Lucas Samaras

Chair Transformation Number 12

Not on view



Painted plywood

Overall: 41 7/8 × 36 × 12 7/8in. (106.4 × 91.4 × 32.7 cm)

Accession number

Credit line
Whitney Museum of American Art, New York; purchase, with funds from the Howard and Jean Lipman Foundation, Inc.

Rights and reproductions
© artist or artist’s estate


This work belongs to a series of twenty-five Chair Transformations (seven of which are owned by the Whitney) that Lucas Samaras created in 1969-1970. Having previously “transformed” other utilitarian conveniences such as eyeglasses, knives, and scissors, Samaras altered his chairs with a perverse, witty assortment of materials including plastic flowers, lengths of colored yarn, wool, tin foil, and plastic wire. The “transformation” of Chair No. 12 into a swirling structure covered with stippled, vibrantly-hued brushwork evokes an array of earlier modernist movements—from Pointillism and Fauvism to the biomorphic abstraction of Surrealist and Abstract Expressionist painting.
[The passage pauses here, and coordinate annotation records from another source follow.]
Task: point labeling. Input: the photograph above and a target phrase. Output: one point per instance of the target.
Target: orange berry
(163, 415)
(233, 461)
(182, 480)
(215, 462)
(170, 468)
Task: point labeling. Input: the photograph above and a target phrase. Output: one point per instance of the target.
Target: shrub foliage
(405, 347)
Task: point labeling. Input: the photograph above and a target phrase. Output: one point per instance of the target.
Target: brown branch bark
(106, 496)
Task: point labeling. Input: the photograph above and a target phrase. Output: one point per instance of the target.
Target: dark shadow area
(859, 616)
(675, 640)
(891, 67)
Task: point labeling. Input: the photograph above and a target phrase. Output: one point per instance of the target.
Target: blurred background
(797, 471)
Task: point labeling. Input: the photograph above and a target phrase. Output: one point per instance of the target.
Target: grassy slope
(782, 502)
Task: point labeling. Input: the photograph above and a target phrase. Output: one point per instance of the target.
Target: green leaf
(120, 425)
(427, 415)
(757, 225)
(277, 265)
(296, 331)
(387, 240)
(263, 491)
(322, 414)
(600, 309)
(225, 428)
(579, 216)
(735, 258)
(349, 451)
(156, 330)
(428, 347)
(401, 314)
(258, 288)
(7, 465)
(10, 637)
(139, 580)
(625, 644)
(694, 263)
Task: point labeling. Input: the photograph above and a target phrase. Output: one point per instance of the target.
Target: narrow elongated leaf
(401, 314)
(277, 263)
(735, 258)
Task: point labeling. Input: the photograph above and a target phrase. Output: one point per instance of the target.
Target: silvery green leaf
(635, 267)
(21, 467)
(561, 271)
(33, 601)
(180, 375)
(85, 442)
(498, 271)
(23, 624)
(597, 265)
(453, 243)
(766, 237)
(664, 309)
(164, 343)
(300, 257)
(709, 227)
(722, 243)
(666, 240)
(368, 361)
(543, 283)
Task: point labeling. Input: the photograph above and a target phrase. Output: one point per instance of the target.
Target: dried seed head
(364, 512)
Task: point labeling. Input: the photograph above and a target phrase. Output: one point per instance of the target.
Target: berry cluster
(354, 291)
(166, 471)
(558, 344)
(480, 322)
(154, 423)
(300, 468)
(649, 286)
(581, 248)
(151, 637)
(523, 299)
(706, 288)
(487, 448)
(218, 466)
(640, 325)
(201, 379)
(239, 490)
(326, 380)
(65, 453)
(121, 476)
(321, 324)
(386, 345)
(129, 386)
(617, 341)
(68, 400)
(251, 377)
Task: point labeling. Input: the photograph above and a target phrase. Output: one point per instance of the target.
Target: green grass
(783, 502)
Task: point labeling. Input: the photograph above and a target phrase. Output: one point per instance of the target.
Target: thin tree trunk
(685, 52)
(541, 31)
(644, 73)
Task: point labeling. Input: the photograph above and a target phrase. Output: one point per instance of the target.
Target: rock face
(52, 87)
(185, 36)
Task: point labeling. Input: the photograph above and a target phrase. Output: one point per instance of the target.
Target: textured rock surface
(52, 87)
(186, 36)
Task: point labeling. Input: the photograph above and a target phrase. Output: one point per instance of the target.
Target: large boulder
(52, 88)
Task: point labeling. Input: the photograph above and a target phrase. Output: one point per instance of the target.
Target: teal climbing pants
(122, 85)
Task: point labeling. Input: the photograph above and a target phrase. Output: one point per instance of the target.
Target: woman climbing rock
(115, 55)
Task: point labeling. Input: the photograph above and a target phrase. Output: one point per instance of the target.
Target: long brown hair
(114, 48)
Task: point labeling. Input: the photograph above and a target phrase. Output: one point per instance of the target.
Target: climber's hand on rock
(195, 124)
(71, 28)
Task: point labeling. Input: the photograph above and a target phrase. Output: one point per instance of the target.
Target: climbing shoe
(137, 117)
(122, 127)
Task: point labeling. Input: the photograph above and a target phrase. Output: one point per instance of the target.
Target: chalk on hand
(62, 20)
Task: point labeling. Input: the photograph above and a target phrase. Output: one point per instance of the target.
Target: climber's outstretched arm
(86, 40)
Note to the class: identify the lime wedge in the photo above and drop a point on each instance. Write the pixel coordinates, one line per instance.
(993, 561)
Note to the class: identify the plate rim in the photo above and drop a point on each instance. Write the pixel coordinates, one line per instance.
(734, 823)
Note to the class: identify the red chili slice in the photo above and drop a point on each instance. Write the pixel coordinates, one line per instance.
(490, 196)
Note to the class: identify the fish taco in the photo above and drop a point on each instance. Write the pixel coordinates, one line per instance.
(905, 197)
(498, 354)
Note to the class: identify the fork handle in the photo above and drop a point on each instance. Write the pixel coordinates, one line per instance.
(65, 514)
Samaras has remarked that his Chairs and other Transformation series negate “the possibility of a single Platonic ideal acting as a measure for any physical thing.” Indeed, these chairs defy their intended purpose; most of them are not structurally sound and cannot be sat in. They function instead as poetic surrogates for an absent body, imaginatively—and often humorously—asserting their presence as works of art.